FDA Bill a Bipartisan Victory for Dingell
By Jane Zhang | The Wall Street Journal
The sweeping food-safety bill that passed the House this summer was a victory for Michigan Democrat John Dingell, a longtime critic of the Food and Drug Administration who has pushed versions of the legislation for more than 20 years.
Many lawmakers from both parties credited Mr. Dingell for winning bipartisan approval for a bill that gives the FDA more power and funding to police food safety -- an effort that stands in contrast to the current partisan rancor over health-care legislation. The measure passed the chamber 283-142, with support from 54 Republicans.
"When you use the process and actually have bipartisan negotiations -- as Mr. Dingell did in this case -- you reach a consensus that is good for the country," said Rep. Joe Barton of Texas, the ranking Republican on the Energy and Commerce Committee, which approved the legislation unanimously in June.
As the longest-serving member of the House, Mr. Dingell, 83 years old, is one of the chamber's most powerful deal makers, with a hand in hundreds of bills, including legislation that created Medicare. He is expected to play a bigger role in health-care legislation when Congress returns next week.
The health-care-overhaul bill passed the Energy and Commerce committee 31-28 on July 31 with the support of four fiscally conservative Democrats, led by Rep. Mike Ross of Arkansas. Mr. Dingell helped to get them on board, frequently talking to the four in his small hideaway off the House floor and working out concessions that Mr. Waxman accepted. Aides say Mr. Dingell will continue working as a liaison between liberal and moderate Democrats to pass the legislation this fall.
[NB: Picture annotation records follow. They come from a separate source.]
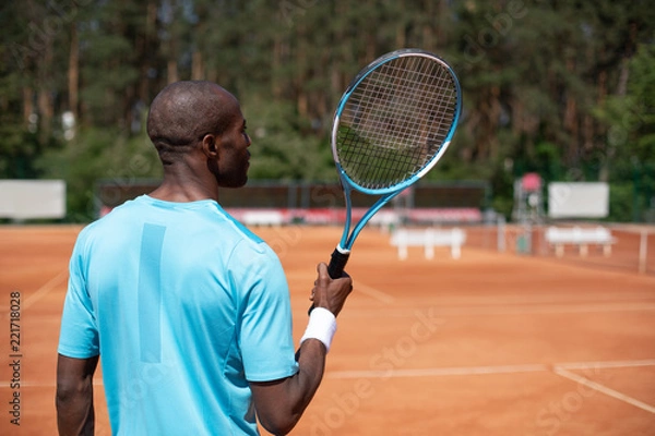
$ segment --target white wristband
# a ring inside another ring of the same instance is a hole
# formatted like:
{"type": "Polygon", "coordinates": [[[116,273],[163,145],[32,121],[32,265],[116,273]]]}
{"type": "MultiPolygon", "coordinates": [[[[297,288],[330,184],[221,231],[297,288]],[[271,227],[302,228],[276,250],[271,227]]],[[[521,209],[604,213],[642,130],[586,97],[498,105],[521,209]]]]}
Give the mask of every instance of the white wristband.
{"type": "Polygon", "coordinates": [[[332,338],[336,332],[336,317],[332,312],[324,307],[314,307],[309,314],[309,324],[305,330],[305,335],[300,339],[300,344],[307,339],[318,339],[325,346],[325,350],[330,351],[332,338]]]}

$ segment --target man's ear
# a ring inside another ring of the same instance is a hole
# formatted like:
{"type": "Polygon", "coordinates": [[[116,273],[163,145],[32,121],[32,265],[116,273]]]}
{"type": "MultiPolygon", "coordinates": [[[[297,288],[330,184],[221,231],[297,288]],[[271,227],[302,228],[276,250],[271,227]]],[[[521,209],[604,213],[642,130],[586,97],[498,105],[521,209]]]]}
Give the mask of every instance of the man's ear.
{"type": "Polygon", "coordinates": [[[207,133],[202,138],[202,152],[209,158],[216,158],[218,156],[218,147],[221,145],[221,136],[207,133]]]}

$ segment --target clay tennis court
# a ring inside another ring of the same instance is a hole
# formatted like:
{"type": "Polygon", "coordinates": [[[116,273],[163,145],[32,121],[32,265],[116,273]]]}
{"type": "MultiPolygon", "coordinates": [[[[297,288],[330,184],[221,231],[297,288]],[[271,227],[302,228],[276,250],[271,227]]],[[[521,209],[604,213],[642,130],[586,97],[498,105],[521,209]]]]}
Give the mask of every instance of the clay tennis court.
{"type": "MultiPolygon", "coordinates": [[[[56,434],[59,316],[79,230],[0,227],[2,435],[56,434]],[[20,344],[11,350],[16,325],[20,344]],[[11,423],[14,410],[20,426],[11,423]]],[[[298,339],[315,264],[327,259],[341,229],[257,232],[287,271],[298,339]]],[[[416,249],[401,262],[388,233],[366,229],[347,268],[355,292],[340,316],[325,379],[293,434],[654,435],[653,257],[642,275],[607,259],[594,266],[570,254],[516,256],[468,245],[460,259],[448,249],[426,259],[416,249]]],[[[135,389],[147,388],[140,382],[135,389]]],[[[95,387],[96,435],[109,435],[99,377],[95,387]]]]}

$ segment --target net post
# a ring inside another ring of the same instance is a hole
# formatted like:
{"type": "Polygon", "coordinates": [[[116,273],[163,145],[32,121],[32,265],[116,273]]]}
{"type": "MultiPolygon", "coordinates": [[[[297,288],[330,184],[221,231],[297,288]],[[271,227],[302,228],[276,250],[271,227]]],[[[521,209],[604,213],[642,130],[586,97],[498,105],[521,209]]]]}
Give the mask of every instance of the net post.
{"type": "Polygon", "coordinates": [[[639,245],[639,272],[646,274],[646,256],[648,252],[648,232],[646,230],[641,231],[640,245],[639,245]]]}

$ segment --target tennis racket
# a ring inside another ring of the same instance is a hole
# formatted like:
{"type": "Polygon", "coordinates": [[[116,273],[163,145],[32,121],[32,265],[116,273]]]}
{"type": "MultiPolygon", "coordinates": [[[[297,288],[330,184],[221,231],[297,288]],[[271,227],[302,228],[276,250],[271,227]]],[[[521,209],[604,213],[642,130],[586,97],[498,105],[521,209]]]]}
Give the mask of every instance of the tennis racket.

The food-safety bill, which passed the full House the day before, still rankled some Republicans. House leaders had brought the bill to a vote under a procedure that allowed no amendments, and Republicans helped defeat the bill in the first round before it passed in another vote. Rep. Frank Lucas, the senior Republican on the House Agriculture Committee who had sought to block the bill, said it added "too many financial and regulatory burdens on the food industry" without improving the food-safety system.
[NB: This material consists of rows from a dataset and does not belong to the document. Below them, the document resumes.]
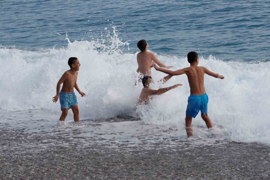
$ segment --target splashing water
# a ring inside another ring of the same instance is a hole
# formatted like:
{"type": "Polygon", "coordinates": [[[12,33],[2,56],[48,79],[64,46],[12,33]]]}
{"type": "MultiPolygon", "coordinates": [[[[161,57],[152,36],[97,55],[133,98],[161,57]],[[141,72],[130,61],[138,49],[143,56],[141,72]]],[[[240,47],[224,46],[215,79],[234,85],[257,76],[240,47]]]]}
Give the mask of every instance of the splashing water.
{"type": "MultiPolygon", "coordinates": [[[[146,124],[178,126],[184,136],[185,112],[189,88],[185,75],[173,77],[156,89],[181,83],[183,86],[164,94],[154,96],[146,106],[137,106],[142,85],[134,85],[137,68],[136,54],[123,53],[128,42],[120,40],[115,27],[113,36],[91,41],[70,42],[66,49],[32,51],[1,48],[0,109],[27,111],[42,109],[60,113],[60,106],[53,103],[56,84],[69,69],[67,60],[76,57],[81,64],[77,83],[86,96],[78,98],[80,114],[92,119],[120,114],[137,116],[146,124]]],[[[173,70],[188,66],[186,58],[157,55],[173,70]]],[[[209,98],[208,114],[218,134],[224,138],[270,144],[269,82],[270,62],[246,63],[223,62],[210,55],[201,57],[199,65],[224,76],[221,80],[206,75],[209,98]]],[[[166,75],[152,70],[157,82],[166,75]]],[[[201,130],[205,124],[198,116],[193,120],[198,138],[211,134],[201,130]]]]}

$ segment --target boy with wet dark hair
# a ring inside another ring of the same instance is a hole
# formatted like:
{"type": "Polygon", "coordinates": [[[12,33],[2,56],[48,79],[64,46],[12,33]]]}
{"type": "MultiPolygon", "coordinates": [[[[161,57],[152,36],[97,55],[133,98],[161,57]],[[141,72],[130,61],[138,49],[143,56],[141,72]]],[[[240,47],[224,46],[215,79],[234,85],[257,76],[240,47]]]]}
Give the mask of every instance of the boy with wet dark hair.
{"type": "Polygon", "coordinates": [[[59,120],[64,121],[68,116],[68,111],[71,108],[74,114],[74,121],[79,122],[80,118],[78,102],[73,89],[75,88],[82,97],[85,96],[85,94],[80,91],[77,84],[78,71],[81,64],[78,58],[75,57],[69,58],[68,63],[70,69],[64,72],[57,83],[56,95],[52,98],[52,102],[56,103],[59,98],[62,111],[59,120]],[[60,91],[60,87],[62,83],[63,86],[60,91]]]}
{"type": "Polygon", "coordinates": [[[137,72],[144,76],[151,76],[151,66],[156,63],[160,67],[169,69],[173,66],[167,66],[161,63],[153,52],[147,51],[149,46],[144,39],[140,40],[137,44],[141,52],[137,55],[137,62],[139,67],[137,72]]]}
{"type": "Polygon", "coordinates": [[[190,96],[188,100],[188,106],[186,111],[186,130],[188,137],[193,135],[191,124],[192,118],[195,118],[201,111],[201,116],[208,128],[213,128],[210,118],[207,115],[208,97],[205,92],[204,85],[204,74],[218,78],[224,79],[223,76],[211,72],[202,66],[198,66],[199,59],[198,54],[194,51],[188,54],[188,61],[190,63],[189,68],[172,71],[157,67],[155,64],[152,67],[156,70],[177,76],[185,74],[188,76],[190,87],[190,96]]]}
{"type": "MultiPolygon", "coordinates": [[[[159,81],[162,81],[162,84],[164,84],[171,79],[172,76],[170,75],[167,76],[160,80],[159,81]]],[[[142,78],[142,82],[143,85],[143,88],[142,89],[141,94],[140,94],[140,97],[139,98],[139,104],[148,104],[149,101],[149,98],[151,96],[161,94],[171,89],[176,88],[179,86],[182,86],[182,84],[178,84],[167,88],[161,88],[158,90],[154,90],[149,87],[149,85],[152,82],[153,79],[149,76],[145,76],[142,78]]]]}

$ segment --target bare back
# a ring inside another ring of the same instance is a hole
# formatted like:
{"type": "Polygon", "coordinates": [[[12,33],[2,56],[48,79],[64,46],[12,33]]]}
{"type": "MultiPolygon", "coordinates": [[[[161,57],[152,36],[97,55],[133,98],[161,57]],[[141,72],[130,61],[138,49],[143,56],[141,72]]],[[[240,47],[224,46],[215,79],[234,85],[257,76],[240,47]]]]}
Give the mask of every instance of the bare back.
{"type": "Polygon", "coordinates": [[[204,88],[205,68],[203,67],[191,66],[185,68],[185,74],[190,87],[190,94],[201,95],[205,94],[204,88]]]}
{"type": "Polygon", "coordinates": [[[147,51],[141,51],[137,55],[138,72],[144,76],[151,76],[151,66],[152,65],[153,53],[147,51]]]}
{"type": "Polygon", "coordinates": [[[78,77],[78,71],[72,73],[70,70],[66,71],[63,75],[65,79],[63,83],[61,91],[67,93],[71,93],[78,77]]]}

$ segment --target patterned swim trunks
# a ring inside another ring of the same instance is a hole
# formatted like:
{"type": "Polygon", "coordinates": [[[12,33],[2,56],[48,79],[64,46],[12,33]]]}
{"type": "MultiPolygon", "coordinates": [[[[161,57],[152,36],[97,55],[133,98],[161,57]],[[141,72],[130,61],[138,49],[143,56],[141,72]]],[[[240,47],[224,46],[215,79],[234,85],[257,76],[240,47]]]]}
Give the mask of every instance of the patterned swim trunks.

But a string of high-profile outbreaks traced to contaminated foods, from peanut butter to spinach to cookie dough, gave the bill momentum. Critics have long argued that the FDA lacks teeth and resources to address such problems.
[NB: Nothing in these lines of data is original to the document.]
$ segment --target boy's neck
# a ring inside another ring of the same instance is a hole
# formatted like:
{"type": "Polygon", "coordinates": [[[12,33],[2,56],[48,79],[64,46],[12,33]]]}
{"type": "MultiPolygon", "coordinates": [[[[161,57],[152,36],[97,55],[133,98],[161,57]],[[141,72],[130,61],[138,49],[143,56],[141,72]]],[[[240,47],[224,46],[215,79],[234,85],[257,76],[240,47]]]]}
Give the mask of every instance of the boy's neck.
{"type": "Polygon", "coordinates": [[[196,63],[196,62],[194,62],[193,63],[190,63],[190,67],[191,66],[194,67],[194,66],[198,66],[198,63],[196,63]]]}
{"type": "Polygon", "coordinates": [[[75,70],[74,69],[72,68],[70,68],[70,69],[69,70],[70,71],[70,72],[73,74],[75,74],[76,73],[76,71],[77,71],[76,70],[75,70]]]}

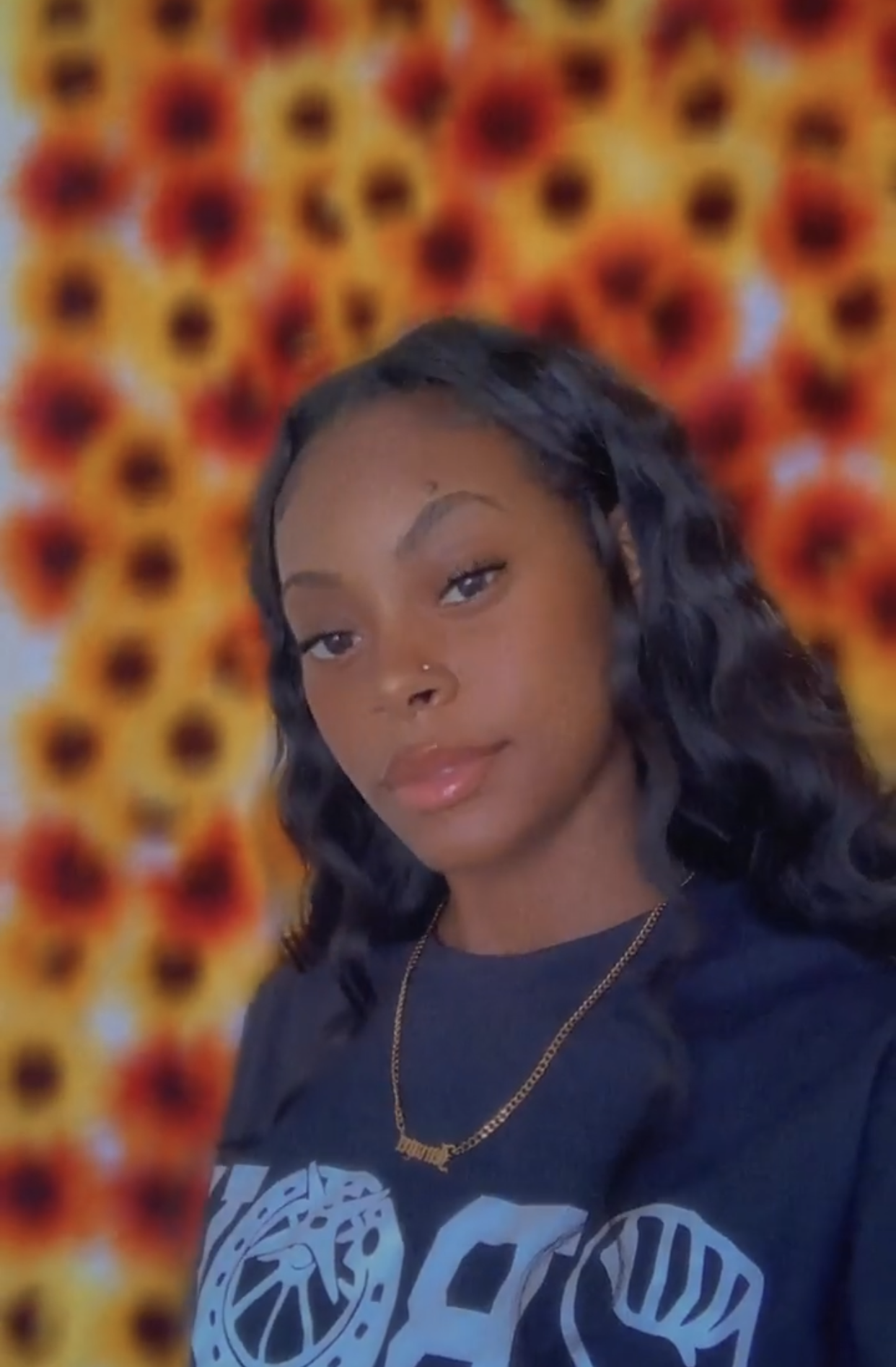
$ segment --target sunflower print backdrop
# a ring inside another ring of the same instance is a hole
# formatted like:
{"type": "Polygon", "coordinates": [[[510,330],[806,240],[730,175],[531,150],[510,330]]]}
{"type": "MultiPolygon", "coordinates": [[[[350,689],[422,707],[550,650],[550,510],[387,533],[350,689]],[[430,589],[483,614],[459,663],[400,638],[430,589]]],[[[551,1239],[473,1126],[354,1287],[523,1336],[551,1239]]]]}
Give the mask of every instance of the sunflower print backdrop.
{"type": "Polygon", "coordinates": [[[0,23],[0,1360],[167,1367],[300,886],[244,551],[305,385],[445,310],[604,350],[683,414],[896,775],[896,4],[0,23]]]}

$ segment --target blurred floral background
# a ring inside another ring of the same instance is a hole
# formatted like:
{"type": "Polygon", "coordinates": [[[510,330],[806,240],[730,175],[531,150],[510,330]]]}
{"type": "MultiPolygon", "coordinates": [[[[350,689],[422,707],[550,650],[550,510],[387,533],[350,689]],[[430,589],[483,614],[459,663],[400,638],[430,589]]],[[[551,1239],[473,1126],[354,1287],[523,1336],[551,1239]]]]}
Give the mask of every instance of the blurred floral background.
{"type": "Polygon", "coordinates": [[[300,884],[243,581],[287,399],[434,312],[604,350],[896,776],[896,3],[0,26],[0,1362],[168,1367],[300,884]]]}

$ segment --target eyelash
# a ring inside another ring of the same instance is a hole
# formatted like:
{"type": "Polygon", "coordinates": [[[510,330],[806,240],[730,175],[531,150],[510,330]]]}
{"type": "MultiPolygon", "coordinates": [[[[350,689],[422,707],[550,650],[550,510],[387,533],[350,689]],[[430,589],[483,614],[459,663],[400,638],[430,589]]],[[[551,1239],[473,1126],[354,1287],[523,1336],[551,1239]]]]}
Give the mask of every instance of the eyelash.
{"type": "MultiPolygon", "coordinates": [[[[503,574],[505,569],[507,569],[507,560],[475,560],[473,565],[467,566],[466,570],[458,570],[456,574],[451,576],[451,578],[445,584],[445,588],[438,596],[438,601],[440,603],[444,601],[448,591],[456,588],[459,584],[463,584],[464,580],[475,580],[486,574],[492,574],[497,578],[497,576],[503,574]]],[[[489,586],[490,585],[486,584],[486,588],[489,586]]],[[[474,593],[471,597],[464,599],[464,601],[473,603],[473,600],[477,597],[479,597],[479,595],[474,593]]]]}
{"type": "MultiPolygon", "coordinates": [[[[503,574],[505,569],[507,569],[507,560],[477,560],[475,563],[467,566],[466,570],[459,570],[456,574],[451,576],[451,578],[448,580],[443,592],[438,596],[438,601],[443,603],[449,591],[458,588],[458,585],[463,584],[464,580],[475,580],[489,574],[497,577],[499,574],[503,574]]],[[[486,588],[490,588],[490,584],[486,584],[481,592],[485,592],[486,588]]],[[[473,603],[477,597],[479,597],[479,593],[473,593],[468,599],[464,599],[463,601],[473,603]]],[[[451,606],[459,607],[462,604],[455,603],[451,606]]],[[[298,642],[299,655],[305,658],[306,655],[310,655],[314,647],[320,645],[322,641],[328,640],[332,641],[336,637],[343,637],[343,636],[351,636],[351,632],[318,632],[317,636],[309,636],[305,641],[298,642]]],[[[339,656],[331,656],[331,659],[339,659],[339,656]]]]}

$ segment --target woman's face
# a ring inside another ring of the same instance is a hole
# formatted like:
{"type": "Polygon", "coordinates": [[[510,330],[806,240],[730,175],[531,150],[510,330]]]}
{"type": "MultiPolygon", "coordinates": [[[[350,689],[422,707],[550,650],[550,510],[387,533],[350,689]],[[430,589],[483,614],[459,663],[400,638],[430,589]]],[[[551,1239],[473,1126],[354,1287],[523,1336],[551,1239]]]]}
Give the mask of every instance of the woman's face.
{"type": "Polygon", "coordinates": [[[575,513],[448,399],[381,399],[309,446],[276,551],[307,703],[430,868],[550,839],[615,737],[611,610],[575,513]]]}

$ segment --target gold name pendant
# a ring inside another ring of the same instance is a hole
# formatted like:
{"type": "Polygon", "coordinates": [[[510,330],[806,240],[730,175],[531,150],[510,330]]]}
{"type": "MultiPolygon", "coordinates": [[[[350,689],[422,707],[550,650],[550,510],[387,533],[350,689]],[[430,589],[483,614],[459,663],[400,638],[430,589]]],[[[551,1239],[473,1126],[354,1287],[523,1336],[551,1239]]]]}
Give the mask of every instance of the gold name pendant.
{"type": "Polygon", "coordinates": [[[395,1147],[404,1158],[414,1158],[418,1163],[429,1163],[430,1167],[437,1167],[440,1173],[448,1172],[448,1163],[452,1158],[451,1144],[421,1144],[419,1139],[400,1135],[395,1147]]]}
A number of Democrats, including Reps. Rosa DeLauro of Connecticut and Diana DeGette of Colorado, had introduced their own FDA bills, and Mr. Dingell reached out to them to introduce blended legislation. At the request of House Speaker Nancy Pelosi (D., Calif.), he narrowed his proposal to focus on food, dropping regulation of pharmaceuticals.
"The need was very, very apparent, because bad foods were, frankly, killing Americans," Mr. Dingell said in a recent interview.
A former assistant county prosecutor, Mr. Dingell often took a hard line at hearings, shooting yes-or-no questions at government and industry officials and chastising them for failing to protect consumers. "These continued outbreaks are unacceptable," Mr. Dingell scolded FDA officials at one hearing. "To have Food and Drug come up and say they don't know what to do about it, or how much money they need, or what resources they require is a shame and a disgrace."
The new FDA commissioner, Margaret Hamburg, was on board. She told Mr. Dingell at a June hearing that her agency needed "a lot more money" for food-safety inspections, prevention and other activities. She said the Dingell measure "represents significant reforms needed to modernize our food safety system."
The Dingell bill initially encountered strong opposition from the food industry, which objected to paying fees to help fund the FDA. Lobbyists called the idea a de facto food tax, and argued their case in meetings with Republicans and moderate Democrats on the Commerce Committee.
Mr. Dingell reached out to the industry, arguing that it already had lost billions of dollars due to food recalls and sinking consumer confidence. In the month before the final legislation was introduced in June, his staff met regularly with industry sources. "They seemed to be interested in what I and [others] wanted to say," said Tom Stenzel, president of the United Fresh Produce Association, an industry group.
After the meetings with industry representatives and Republicans, Mr. Dingell cut the proposed annual registration fee for food companies by half, to $500 a year per facility. Along the way, he made other concessions. To avert a turf battle with Agriculture Committee Chairman Rep. Collin Peterson (D., Minn.), Mr. Dingell made last minute-changes to restrict FDA oversight of farms regulated by the U.S. Agriculture Department.
The Senate is expected to take up similar legislation later this year.